Let’s say we have a distributed application like the one in the picture. It has 4 Nodejs services: API, auth, Service1 and Service2, and 1 database.

Imagine we’re having intermittent performance issues. They could come from several points:
– Database access
– Network link status,
– DNS request latency, etc.
Finding where exactly may become a very hard and time-consuming task; the harder, the more complex the system is.

Distributed tracing will help us A LOT with that, as we’ll generate tracing information on every point of the distributed system (A, B, C, D, and E). Not only that, but while the request goes through all the services, thanks to Context Propagation, some ‘tracing state’ will be passed along so all the tracing info can be linked to the very same request.

Instrument your system

To get visibility into the performance and behaviors of the different microservices, we need to instrument the code with OpenTelemetry to generate traces. But first, let’s define what Instrumentation is…

Automatic Instrumentation

With __Automatic Instrumentation__, our instrumentation libraries will automatically take the configuration provided (through code or environment variables) and do most of the work.

In the following example, using the OpenTelemetry SDK, we show how we can automatically generate spans for every HTTP transaction handled by the Nodejs HTTP core module.

Manual Instrumentation

__Manual instrumentation__, on the other hand, while requiring more work on the user/developer side, enables far more options for customization, from naming various components within OpenTelemetry (for example, spans and the traces ) to add your own attributes, specific exception handling, and more. See the following example shows how to manually generate a Span using the OpenTelemetry SDK.

How to Implement Opentelemetry in my project?

The way we historically would implement a typical observability pipeline is shown in the following picture.

In this case, having all that data at your disposal is great and can give us a valuable overview of our system, but unless we are able to correlate the observability signals somehow: metrics, logs, and traces, we won’t be able to have the best of it.
OpenTelemetry comes to solve this problem. The solution is going to come from correlating these signals. This can be done by applying the same concept of Context Propagation that was used for Traces to Metrics and Logs, so in this case, identifiers such as the trace_id and the span_id are associated with those signals.
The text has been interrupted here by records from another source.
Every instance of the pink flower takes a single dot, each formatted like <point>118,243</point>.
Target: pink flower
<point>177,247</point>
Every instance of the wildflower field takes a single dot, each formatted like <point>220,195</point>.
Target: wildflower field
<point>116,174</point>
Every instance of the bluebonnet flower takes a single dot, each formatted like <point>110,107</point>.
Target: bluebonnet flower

OpenTelemetry spanId and traceId can correlate Logs and Metrics with a specific Span in a Trace.

Opentelemetry Components

OpenTelemetry is much more… Before finishing this article, it is important to describe the different components of OpenTelemetry.
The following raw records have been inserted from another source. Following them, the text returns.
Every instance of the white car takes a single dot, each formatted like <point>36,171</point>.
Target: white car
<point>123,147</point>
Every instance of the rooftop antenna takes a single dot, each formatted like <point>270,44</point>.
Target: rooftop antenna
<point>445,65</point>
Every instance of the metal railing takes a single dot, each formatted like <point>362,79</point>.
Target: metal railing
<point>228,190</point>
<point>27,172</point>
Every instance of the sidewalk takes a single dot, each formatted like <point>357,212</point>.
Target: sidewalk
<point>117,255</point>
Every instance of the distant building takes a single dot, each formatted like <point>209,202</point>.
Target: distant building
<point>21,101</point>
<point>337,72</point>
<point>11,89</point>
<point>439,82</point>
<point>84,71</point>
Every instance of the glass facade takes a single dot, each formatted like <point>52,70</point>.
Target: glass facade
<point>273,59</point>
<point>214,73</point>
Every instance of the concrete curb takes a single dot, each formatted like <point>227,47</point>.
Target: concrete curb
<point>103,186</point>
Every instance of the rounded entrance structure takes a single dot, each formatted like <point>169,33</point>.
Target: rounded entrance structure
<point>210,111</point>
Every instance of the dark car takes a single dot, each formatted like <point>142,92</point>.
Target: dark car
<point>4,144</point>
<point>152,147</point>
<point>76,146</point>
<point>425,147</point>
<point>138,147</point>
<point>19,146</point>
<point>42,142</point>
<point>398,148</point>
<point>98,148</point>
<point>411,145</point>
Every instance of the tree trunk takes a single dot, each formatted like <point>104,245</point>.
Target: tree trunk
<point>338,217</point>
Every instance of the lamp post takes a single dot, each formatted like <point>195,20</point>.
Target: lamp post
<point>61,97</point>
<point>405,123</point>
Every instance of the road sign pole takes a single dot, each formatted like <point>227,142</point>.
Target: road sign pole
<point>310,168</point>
Note: For more detail, read the specification overview of the Opentelemetry project.

OpenTelemetry API: It provides an API, which defines data types and operations for generating and correlating tracing, metrics, and logging data.
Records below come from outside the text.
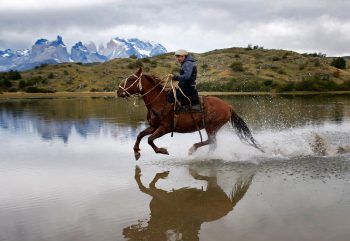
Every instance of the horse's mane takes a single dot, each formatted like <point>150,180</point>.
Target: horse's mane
<point>156,80</point>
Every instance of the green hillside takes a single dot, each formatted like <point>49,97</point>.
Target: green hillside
<point>234,69</point>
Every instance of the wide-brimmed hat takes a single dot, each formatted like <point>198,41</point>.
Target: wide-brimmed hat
<point>181,52</point>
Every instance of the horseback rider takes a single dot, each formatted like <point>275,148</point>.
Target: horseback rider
<point>186,93</point>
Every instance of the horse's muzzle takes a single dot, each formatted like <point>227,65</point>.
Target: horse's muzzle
<point>121,93</point>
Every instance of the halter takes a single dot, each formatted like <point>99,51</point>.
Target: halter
<point>138,79</point>
<point>125,89</point>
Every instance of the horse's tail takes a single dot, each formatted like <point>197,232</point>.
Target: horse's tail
<point>243,131</point>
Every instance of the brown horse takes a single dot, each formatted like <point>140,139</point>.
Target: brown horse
<point>216,113</point>
<point>181,212</point>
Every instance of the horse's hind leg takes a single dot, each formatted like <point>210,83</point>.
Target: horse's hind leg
<point>160,131</point>
<point>142,134</point>
<point>211,140</point>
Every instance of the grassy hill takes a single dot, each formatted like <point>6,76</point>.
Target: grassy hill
<point>233,69</point>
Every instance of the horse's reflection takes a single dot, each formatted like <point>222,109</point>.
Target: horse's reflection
<point>178,214</point>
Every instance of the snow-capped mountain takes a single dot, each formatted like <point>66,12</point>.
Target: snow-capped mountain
<point>121,48</point>
<point>52,52</point>
<point>86,53</point>
<point>10,59</point>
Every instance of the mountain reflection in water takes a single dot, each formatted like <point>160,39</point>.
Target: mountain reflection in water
<point>179,214</point>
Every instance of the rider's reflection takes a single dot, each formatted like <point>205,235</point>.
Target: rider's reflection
<point>178,214</point>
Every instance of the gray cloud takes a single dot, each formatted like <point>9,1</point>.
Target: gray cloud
<point>312,26</point>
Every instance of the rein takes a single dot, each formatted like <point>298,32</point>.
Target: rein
<point>138,79</point>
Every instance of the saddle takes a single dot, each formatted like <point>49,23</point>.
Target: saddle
<point>190,108</point>
<point>198,108</point>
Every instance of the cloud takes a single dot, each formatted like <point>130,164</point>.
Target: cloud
<point>312,26</point>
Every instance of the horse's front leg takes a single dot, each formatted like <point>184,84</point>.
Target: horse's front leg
<point>142,134</point>
<point>160,131</point>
💚 From N|Solid 4.8.0 we provide an implementation of the OpenTelemetry TraceAPI, allowing users to instrument their own code using the de-facto standard API.

OpenTelemetry SDK: It provides Language-specific implementations of the API.

OpenTelemetry OTLP: A protocol to transport the Telemetry Data.

💚 With N|Solid 4.8.0 we support many instrumentation modules available in the OpenTelemetry ecosystem. Supporting exporting traces using the OpenTelemetry Protocol(OTLP) over HTTP.

OpenTelemetry Collector: To receive, process, and export Telemetry data.

💚 In N|Solid 4.8.0 is now possible to send N|Solid Runtime monitoring information (metrics and traces) to backends supporting the OpenTelemetry standard like multiple APMS (Dynatrace, Datadog, Newrelic).

OpenTelemetry Semantic Conventions: To have well-defined naming for the attributes associated with the signals: (service.name, http. port, etc.)

We know that there may be other key concepts to develop around Opentelemetry, and for this reason, we invite you to visit the direct website of the project or the Github Repo directly.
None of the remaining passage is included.